Eu sabia que o seu tom exageradamente alegre era falso. Raven sempre foi a primeira na fila de pessoas que adorariam sentar-se com você para falar mal do Lanches Bay.

Acabei sorrindo.

— Ele paga bem ou nós que estamos muito desesperados por dinheiro. Fica aí a questão – levantei a hipótese.

Tenho certeza de que Raven ia fazer algum comentário ácido em resposta, mas seu celular tocou antes. Sem largar a espátula, atendeu e iniciou um diálogo em uma língua que não era o inglês. Eu soube que se tratava de alguém da sua família.

Meu nome é Éric Hae-Won Vertes.

Apesar do primeiro e último nome bem ocidentais, minha família materna veio da Coreia do Sul. Devo o sangue americano ao meu pai: um soldado californiano, superpatriota, que amava tanto seu país que poderia morrer por ele.

Nos Estados Unidos não é incomum vermos bairros divididos por raças. Pelo que fiquei sabendo, meu pai não se incomodou em mudar para um bairro coreano depois do casamento. Então, nasci e cresci com crianças, adultos e idosos que compartilhavam das mesmas tradições que minha mãe. Alguns mais liberais, outros nem tanto.

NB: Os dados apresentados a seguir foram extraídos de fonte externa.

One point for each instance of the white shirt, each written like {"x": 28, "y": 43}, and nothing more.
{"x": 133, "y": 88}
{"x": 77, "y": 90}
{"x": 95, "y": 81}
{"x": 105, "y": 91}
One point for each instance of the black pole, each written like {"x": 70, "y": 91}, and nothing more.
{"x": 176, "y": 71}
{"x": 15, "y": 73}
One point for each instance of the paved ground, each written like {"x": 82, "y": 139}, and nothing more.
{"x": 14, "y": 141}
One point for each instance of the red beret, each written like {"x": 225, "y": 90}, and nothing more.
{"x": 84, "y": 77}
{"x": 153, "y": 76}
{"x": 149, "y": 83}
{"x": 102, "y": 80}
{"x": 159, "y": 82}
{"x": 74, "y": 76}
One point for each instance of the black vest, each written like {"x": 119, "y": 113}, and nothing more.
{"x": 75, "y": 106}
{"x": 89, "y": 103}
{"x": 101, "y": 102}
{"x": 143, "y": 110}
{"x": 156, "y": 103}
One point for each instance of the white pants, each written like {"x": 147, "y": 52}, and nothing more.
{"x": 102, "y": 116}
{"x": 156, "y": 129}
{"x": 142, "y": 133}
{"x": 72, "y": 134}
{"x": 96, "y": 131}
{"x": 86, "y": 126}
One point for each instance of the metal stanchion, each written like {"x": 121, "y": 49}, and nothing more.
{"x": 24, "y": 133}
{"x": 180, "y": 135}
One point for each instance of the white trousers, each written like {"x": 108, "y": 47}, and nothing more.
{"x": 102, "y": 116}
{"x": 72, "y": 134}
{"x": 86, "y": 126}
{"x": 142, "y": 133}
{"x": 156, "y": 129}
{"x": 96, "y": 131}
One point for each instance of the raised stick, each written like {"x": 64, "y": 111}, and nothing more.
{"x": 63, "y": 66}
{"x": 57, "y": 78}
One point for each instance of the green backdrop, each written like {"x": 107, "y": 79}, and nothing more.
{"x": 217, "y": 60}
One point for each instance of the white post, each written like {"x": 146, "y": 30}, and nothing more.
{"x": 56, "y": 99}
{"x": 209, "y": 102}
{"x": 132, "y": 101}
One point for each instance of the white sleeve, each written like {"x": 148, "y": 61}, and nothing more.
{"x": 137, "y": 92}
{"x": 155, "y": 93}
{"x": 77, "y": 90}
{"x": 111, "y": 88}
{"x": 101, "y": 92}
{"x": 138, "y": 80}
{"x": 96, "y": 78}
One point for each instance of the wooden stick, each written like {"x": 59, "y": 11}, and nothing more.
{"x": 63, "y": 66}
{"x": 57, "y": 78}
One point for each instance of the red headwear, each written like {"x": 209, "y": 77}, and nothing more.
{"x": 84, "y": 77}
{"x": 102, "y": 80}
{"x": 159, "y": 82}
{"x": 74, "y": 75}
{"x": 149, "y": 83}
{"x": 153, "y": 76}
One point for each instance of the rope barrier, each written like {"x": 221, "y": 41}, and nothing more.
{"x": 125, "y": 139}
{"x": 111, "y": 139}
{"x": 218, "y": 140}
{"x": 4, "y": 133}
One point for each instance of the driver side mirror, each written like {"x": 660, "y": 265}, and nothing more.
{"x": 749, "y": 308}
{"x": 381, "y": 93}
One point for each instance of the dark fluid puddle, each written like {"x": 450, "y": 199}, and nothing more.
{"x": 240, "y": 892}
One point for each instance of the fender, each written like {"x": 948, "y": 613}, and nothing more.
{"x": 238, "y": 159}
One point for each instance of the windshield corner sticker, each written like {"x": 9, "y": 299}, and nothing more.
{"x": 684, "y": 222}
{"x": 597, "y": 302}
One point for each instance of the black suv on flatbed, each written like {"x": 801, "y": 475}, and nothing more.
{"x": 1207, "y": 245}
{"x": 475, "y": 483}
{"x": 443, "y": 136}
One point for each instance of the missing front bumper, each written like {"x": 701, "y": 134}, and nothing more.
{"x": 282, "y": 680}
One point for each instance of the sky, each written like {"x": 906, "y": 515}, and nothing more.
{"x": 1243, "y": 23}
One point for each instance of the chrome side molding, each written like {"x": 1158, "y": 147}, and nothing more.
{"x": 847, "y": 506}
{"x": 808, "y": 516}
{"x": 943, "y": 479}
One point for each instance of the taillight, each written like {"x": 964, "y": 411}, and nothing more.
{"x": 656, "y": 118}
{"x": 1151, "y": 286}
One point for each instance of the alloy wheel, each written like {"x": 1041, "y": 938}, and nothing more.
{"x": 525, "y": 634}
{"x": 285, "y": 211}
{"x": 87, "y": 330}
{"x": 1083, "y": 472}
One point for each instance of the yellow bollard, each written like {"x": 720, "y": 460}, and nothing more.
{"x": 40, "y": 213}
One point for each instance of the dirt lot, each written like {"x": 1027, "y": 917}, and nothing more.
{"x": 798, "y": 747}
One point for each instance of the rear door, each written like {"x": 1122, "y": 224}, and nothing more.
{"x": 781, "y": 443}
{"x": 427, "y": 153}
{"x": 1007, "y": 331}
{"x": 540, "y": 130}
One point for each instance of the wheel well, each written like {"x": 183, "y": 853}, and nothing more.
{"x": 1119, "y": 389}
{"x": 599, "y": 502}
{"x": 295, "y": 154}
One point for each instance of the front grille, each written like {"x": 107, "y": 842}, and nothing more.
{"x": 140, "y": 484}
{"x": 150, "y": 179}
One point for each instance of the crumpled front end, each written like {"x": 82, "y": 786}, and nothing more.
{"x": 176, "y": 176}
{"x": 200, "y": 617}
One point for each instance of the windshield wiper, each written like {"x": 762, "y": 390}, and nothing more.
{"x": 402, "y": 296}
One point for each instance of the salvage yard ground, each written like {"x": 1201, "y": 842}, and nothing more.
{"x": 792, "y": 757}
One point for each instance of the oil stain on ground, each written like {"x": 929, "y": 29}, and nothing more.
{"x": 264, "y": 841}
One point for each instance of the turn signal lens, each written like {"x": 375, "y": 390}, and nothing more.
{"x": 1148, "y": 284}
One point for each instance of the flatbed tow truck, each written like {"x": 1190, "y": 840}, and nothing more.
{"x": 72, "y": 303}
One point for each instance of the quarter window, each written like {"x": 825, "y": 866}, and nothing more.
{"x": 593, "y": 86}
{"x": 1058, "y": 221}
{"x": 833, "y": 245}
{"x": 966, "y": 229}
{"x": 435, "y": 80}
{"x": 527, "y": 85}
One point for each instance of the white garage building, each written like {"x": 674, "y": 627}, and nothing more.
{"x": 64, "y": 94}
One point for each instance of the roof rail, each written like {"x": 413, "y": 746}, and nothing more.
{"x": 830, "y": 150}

Decididamente, Hanna Hae-Won era do segundo time.

Na escola, meus colegas de classe pareciam confortáveis em ficar na média. Talvez fosse pela minha criação, mas eu detestava mediocridade. Se não pudesse tirar a melhor nota possível, preferia fingir uma gripe terrível que me impedira de comparecer à prova.